The graduate attributes of a BA or MA programmes should address knowledge, skills and attitudes. The list of recommended skills in a particular programme could be extensive. To give you some ideas we have compiled a list:
List of transferable skills
- communicate orally: interaction, presentation, debate, video
- communicate in writing: different forms (proposal, lab journal, article, review, poster)
- use different languages/different media
- draw and use figures & tables
- ask & answer questions
- show intellectual insight
- plan innovations
- take initiative
- take different perspectives
- show willingness to conduct experiments
- be loyal
- use leadership
- utilize heterogeneity
- establish & use networks
- use intercultural skills
- show societal awareness
- manage time & plan activities
- create balance between work and private life
- manage changes
- reflect on own performance (strengths and weaknesses) and reasons
- present one’s own capabilities & personality
- manage ones career
- manage projects: phasing, planning, monitoring , adjusting
- define research question & draw up hypotheses
- choose research methods and justify the choices
- conduct literature search, gather and use literature
- gather data, conduct experiment
- manage and analyse data
- show scientific integrity
- cope with instability of knowledge
- use ICT & show digital literacy
- ask questions and exploring the problem domain
- acquire declarative and procedural domain knowledge
- interpret data and information
- draw conclusions, evaluate results, determine limitations
- consider results in a broader context & explore practical implications
- reason from partial conclusions to overall conclusions
- critical thinking & reading
- independent judgement
- critical attitude towards one’s own assumptions
- give feedback
- receive and process feedback
- plan how to approach a given learning task
- monitor comprehension and memory
- evaluate progress toward the completion of a task
The specific areas and specific skills within these areas differ strongly between programmes.
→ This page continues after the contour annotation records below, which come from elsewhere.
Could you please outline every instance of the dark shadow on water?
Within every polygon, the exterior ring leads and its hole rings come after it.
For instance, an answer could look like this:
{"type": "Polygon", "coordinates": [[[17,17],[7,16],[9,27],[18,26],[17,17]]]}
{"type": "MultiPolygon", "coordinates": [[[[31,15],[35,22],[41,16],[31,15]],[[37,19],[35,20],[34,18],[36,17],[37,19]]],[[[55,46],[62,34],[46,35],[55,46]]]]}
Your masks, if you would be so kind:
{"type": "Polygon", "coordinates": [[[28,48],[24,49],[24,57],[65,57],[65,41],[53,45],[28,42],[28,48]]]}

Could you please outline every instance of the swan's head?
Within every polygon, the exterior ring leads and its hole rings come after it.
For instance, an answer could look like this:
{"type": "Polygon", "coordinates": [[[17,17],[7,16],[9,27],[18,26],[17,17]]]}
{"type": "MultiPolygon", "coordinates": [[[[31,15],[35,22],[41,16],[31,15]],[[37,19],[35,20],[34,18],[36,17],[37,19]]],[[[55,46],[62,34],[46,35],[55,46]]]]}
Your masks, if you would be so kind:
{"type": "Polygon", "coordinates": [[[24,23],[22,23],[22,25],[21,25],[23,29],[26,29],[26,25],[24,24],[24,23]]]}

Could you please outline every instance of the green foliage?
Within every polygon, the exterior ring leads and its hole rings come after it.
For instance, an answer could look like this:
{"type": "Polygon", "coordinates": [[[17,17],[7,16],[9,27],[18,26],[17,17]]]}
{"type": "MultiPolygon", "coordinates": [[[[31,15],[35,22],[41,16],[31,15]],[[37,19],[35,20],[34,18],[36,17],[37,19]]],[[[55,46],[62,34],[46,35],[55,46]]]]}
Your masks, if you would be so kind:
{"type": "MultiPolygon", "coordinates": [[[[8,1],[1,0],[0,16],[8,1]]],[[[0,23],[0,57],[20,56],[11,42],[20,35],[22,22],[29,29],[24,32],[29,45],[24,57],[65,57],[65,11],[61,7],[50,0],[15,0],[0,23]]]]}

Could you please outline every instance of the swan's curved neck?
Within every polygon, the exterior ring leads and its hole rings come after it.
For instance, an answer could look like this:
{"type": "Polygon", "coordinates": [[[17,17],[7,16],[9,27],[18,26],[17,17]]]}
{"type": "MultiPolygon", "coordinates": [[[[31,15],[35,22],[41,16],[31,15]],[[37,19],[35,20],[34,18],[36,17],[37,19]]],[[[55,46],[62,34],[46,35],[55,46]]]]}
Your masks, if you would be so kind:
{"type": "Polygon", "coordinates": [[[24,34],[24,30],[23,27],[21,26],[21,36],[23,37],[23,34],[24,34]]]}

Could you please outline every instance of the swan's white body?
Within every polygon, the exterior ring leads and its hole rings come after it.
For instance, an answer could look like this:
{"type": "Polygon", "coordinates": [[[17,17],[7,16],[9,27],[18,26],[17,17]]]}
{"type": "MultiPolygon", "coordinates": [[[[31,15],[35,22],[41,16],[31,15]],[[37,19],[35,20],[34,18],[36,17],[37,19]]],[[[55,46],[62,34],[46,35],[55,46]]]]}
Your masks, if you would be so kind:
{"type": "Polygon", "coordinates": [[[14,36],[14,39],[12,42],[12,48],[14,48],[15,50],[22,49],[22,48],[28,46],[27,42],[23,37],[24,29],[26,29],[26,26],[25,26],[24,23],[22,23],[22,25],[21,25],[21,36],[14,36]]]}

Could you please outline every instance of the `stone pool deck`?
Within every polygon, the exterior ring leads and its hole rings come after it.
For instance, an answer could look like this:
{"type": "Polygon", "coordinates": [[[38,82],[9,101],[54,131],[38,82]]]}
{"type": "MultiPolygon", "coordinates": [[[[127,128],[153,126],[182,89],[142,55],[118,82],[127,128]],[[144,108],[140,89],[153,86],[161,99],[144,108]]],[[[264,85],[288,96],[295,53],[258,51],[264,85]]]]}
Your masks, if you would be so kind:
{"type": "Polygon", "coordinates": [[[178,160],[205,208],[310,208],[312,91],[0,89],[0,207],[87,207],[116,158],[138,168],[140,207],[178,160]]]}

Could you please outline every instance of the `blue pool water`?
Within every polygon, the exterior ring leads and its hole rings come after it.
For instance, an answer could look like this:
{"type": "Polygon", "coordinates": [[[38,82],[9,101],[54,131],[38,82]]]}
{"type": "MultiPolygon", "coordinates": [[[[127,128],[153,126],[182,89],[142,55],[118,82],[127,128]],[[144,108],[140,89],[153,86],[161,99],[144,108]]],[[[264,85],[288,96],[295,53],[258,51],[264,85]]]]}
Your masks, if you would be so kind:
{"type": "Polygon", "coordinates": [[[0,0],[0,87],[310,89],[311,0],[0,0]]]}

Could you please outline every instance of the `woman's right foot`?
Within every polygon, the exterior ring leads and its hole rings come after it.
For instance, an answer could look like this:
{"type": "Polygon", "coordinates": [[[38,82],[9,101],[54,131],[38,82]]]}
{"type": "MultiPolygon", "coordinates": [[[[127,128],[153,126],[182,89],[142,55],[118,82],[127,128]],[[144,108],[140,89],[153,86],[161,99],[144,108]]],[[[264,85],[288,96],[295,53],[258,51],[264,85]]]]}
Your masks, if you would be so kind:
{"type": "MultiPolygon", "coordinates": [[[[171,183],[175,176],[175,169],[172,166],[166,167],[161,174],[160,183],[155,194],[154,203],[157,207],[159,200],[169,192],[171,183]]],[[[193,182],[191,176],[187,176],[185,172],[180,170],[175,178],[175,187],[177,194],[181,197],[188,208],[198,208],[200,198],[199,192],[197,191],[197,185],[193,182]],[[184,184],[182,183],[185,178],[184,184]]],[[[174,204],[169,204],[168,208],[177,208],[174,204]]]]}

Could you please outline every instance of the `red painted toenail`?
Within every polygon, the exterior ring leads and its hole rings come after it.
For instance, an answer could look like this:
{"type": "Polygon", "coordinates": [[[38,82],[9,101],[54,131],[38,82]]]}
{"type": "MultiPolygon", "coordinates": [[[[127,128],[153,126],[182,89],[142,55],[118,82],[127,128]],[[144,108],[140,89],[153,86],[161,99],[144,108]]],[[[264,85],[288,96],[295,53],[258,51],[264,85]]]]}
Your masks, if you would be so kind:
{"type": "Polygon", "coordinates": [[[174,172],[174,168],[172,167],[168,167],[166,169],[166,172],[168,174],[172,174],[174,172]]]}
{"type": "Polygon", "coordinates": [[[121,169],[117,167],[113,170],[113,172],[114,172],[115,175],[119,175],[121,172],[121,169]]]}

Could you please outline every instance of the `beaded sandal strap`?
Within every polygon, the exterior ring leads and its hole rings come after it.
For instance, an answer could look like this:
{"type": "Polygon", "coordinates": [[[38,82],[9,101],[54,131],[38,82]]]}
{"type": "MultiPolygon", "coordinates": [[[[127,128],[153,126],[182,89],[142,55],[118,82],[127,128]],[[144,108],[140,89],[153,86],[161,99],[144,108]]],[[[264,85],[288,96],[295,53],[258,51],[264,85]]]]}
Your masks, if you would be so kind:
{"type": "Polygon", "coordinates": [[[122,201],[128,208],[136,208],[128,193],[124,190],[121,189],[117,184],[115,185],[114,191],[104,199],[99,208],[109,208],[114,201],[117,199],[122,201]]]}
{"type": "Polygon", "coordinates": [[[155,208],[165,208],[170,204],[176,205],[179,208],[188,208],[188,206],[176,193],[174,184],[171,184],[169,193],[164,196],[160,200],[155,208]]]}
Each programme has an unique set of skills that their students are supposed to develop. So each programme should have its own list of skills. The list of required skills depends to a large extent on the requirements of the discipline and to the education vision that informed the design of the programme.
- Start from the three main categories of skills as described in the chapter on transferable skills.
- Adapt the categories of skills to your own programme. In the example, nine categories of skills are used, for example, the categories of self-management, creativity, research and problem solving. The relevant categories could differ between different programmes.
- Define a number of skills in each of the categories.
- Compare your list of skills to the lists of other programmes in your discipline.
- Discuss the list with your colleagues, i.e. lecturers and researchers that are active within the programme.
- Discuss the list with representatives of the discipline, for example, employees of firms and public organisations.
On the University of Edinburgh’s website is presented an explanation of the term ‘graduate attributes’, including examples of skills in different areas such as research, enquiry and communication.